The slide below shows a dual SIM card that can be found in countries with a high proportion of pre-paid phones, a significant number of highly price sensitive consumers and an evolved mobile phone repair culture. It’s a relatively simple street hack that combines two SIM cards into one SIM card form factor – enabling a regular phone to support multiple phone numbers on one phone. Imagine having AT&T + T-Mobile on one device. Click to enlarge photo.
The hack is a response to an existing behaviour – the practice of carrying separate SIM cards in order to reduce communication costs. It typically costs more to call someone on a different operator than the same and before this hack these consumers were willing to put up with the hassle of turning off the phone, switching in a new SIM card, and waiting for the phone to reboot.
Whilst in the short term it’s something that will help consumers shave a few cents off their communication costs, it’s the long term implications that should interest you service and system designers. In many parts of the world the mobile phone number functions as an increasing important form of identity, a single device may be shared amongst a family, friends or even village and the device is the enabler for activities ranging from banking and money transfers to capturing and sharing experiences.
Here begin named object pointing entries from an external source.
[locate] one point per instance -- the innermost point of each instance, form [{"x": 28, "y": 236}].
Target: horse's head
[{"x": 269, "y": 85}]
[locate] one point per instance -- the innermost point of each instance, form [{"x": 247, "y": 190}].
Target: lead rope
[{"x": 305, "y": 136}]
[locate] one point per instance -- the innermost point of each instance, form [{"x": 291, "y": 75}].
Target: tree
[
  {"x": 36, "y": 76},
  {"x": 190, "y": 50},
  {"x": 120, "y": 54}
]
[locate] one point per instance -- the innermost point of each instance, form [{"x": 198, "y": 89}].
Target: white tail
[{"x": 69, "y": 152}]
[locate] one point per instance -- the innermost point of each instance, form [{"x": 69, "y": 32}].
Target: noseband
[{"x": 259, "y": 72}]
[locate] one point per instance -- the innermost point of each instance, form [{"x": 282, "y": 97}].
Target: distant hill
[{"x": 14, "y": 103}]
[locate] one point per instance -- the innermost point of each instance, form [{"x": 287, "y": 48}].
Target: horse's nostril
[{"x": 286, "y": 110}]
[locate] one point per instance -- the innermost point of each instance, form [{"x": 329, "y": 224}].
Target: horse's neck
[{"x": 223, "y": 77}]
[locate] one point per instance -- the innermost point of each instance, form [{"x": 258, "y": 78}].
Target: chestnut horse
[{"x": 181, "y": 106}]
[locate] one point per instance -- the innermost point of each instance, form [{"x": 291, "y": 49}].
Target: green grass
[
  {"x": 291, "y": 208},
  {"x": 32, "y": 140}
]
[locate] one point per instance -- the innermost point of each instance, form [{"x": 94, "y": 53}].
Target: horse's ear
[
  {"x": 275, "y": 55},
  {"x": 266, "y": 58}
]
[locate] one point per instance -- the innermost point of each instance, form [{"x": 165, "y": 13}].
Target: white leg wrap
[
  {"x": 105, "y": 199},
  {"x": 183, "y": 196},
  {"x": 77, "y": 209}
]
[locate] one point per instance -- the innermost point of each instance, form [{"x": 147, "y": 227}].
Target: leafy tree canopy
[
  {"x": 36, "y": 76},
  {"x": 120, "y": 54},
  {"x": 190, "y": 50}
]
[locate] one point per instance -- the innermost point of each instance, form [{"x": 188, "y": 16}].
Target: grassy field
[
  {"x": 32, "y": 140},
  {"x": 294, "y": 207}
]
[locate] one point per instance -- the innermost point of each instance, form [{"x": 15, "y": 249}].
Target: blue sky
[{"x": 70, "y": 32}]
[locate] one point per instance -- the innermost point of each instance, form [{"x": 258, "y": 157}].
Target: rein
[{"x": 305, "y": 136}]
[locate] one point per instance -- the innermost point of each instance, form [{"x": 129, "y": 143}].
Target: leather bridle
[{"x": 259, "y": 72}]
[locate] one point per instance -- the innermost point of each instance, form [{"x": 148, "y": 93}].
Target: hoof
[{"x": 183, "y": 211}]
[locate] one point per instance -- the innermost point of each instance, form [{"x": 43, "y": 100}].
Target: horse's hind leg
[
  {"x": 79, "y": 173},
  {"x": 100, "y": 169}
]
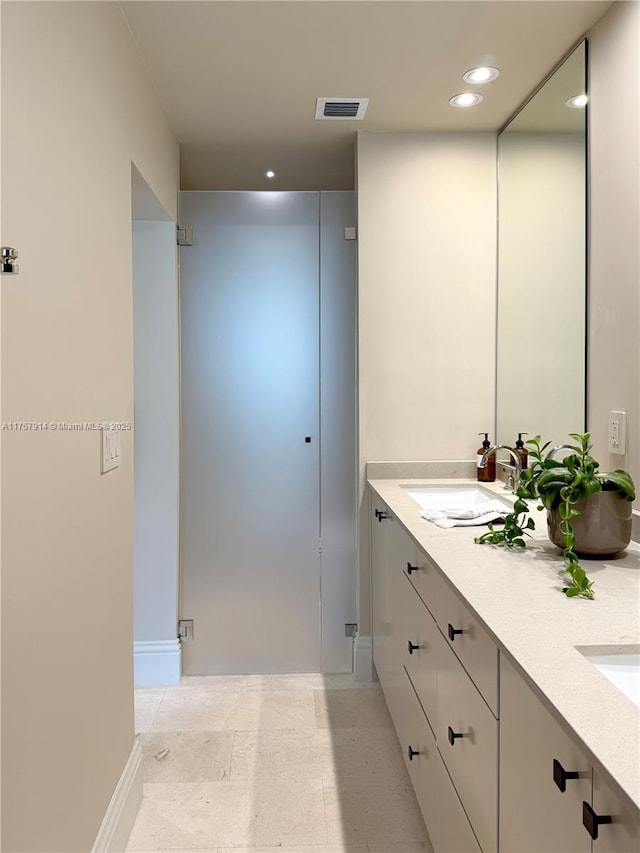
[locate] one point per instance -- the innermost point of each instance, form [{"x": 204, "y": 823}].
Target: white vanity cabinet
[
  {"x": 544, "y": 777},
  {"x": 622, "y": 835},
  {"x": 425, "y": 684},
  {"x": 551, "y": 798},
  {"x": 494, "y": 770}
]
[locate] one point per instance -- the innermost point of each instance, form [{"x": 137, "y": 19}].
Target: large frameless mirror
[{"x": 542, "y": 212}]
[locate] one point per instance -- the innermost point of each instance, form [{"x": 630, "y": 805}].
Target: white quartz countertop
[{"x": 517, "y": 595}]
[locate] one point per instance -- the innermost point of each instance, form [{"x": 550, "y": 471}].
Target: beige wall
[
  {"x": 427, "y": 279},
  {"x": 77, "y": 109},
  {"x": 614, "y": 304}
]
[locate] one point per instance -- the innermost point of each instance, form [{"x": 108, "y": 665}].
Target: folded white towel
[{"x": 466, "y": 516}]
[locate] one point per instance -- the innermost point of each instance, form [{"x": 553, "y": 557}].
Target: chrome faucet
[{"x": 513, "y": 479}]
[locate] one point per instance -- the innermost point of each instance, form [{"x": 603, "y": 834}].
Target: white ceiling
[{"x": 239, "y": 78}]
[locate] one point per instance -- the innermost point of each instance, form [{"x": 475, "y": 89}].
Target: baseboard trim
[
  {"x": 156, "y": 663},
  {"x": 363, "y": 658},
  {"x": 121, "y": 814}
]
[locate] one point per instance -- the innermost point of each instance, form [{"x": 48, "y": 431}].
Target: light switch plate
[
  {"x": 617, "y": 432},
  {"x": 111, "y": 449}
]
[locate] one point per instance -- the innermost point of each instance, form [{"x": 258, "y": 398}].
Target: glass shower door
[{"x": 250, "y": 562}]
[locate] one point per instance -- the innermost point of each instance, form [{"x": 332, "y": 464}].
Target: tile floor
[{"x": 273, "y": 764}]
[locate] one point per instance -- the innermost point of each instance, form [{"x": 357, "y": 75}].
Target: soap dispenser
[
  {"x": 522, "y": 451},
  {"x": 488, "y": 473}
]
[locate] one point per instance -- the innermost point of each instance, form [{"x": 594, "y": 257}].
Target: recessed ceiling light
[
  {"x": 465, "y": 99},
  {"x": 577, "y": 102},
  {"x": 481, "y": 74}
]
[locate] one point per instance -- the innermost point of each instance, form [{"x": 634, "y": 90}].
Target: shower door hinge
[
  {"x": 185, "y": 629},
  {"x": 185, "y": 235}
]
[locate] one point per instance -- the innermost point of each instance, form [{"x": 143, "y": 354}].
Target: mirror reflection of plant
[{"x": 561, "y": 484}]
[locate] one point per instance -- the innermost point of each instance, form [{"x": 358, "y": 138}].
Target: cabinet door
[
  {"x": 420, "y": 644},
  {"x": 380, "y": 603},
  {"x": 423, "y": 575},
  {"x": 467, "y": 736},
  {"x": 444, "y": 817},
  {"x": 622, "y": 835},
  {"x": 468, "y": 639},
  {"x": 535, "y": 815}
]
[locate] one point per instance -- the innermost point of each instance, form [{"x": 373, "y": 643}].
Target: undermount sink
[
  {"x": 446, "y": 497},
  {"x": 621, "y": 668}
]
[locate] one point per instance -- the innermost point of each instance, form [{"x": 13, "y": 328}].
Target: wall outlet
[{"x": 617, "y": 432}]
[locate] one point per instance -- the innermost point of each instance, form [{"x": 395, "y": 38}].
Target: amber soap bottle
[
  {"x": 488, "y": 473},
  {"x": 522, "y": 451}
]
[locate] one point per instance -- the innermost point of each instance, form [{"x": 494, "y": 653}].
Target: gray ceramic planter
[{"x": 603, "y": 527}]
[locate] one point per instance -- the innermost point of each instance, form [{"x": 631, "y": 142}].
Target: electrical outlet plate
[{"x": 617, "y": 432}]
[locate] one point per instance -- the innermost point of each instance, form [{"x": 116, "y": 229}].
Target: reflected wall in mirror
[{"x": 542, "y": 197}]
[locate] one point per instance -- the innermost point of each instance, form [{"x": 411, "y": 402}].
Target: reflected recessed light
[
  {"x": 465, "y": 99},
  {"x": 481, "y": 74},
  {"x": 577, "y": 102}
]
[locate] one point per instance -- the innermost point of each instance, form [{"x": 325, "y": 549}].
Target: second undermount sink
[
  {"x": 447, "y": 497},
  {"x": 621, "y": 668}
]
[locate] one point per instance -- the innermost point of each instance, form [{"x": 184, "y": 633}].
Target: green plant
[
  {"x": 515, "y": 528},
  {"x": 561, "y": 484}
]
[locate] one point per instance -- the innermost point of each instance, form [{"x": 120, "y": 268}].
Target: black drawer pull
[
  {"x": 451, "y": 631},
  {"x": 453, "y": 736},
  {"x": 591, "y": 821},
  {"x": 560, "y": 775}
]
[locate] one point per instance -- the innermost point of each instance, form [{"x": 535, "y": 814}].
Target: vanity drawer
[
  {"x": 420, "y": 646},
  {"x": 467, "y": 737},
  {"x": 446, "y": 822},
  {"x": 421, "y": 572},
  {"x": 470, "y": 642}
]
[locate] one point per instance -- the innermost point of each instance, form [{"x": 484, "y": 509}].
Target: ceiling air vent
[{"x": 352, "y": 109}]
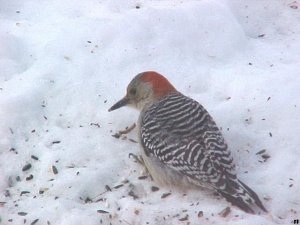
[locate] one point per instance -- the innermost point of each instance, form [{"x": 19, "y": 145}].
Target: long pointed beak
[{"x": 124, "y": 101}]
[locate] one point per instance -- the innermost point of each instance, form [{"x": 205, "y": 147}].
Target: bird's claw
[{"x": 138, "y": 158}]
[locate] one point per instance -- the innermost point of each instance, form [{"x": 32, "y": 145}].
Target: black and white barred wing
[{"x": 180, "y": 133}]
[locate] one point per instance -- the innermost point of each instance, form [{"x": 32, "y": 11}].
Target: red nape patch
[{"x": 161, "y": 86}]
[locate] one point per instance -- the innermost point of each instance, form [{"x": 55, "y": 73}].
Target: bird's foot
[{"x": 138, "y": 158}]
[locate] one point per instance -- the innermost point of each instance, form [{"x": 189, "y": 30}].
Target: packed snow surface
[{"x": 64, "y": 63}]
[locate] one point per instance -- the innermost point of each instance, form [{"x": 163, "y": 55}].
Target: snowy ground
[{"x": 64, "y": 63}]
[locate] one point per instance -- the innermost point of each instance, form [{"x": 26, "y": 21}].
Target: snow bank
[{"x": 63, "y": 65}]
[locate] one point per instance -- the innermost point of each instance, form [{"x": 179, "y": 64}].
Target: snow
[{"x": 63, "y": 64}]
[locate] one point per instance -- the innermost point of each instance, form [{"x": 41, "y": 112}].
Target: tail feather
[{"x": 244, "y": 198}]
If, for the sake of argument a phone number is equivalent to a bank account what does it mean to have two or four or forty supported on one device? And returning to the issues discussed at the summit – what are the implications if the mobile device becomes the primary interface through which we view the city and access its infrastructure?
Yeah you’re right – the hack is far from perfect – since most phone user interface’s are not designed to support multiple SIM cards features such as the call log are compromised. And yeah there are already a few phones out there that support multiple SIM card slots. Clever you. But it is another example of a lo-fi hi-tech something that you can find today on the streets of Accra and Kampala but are unlikely to yet find in Tokyo, London or San Francisco.
SIM card photo photo taken by colleague Younghee Jungr during our Accra field study. Top photo of Ho Chi Minh City during morning rush hour.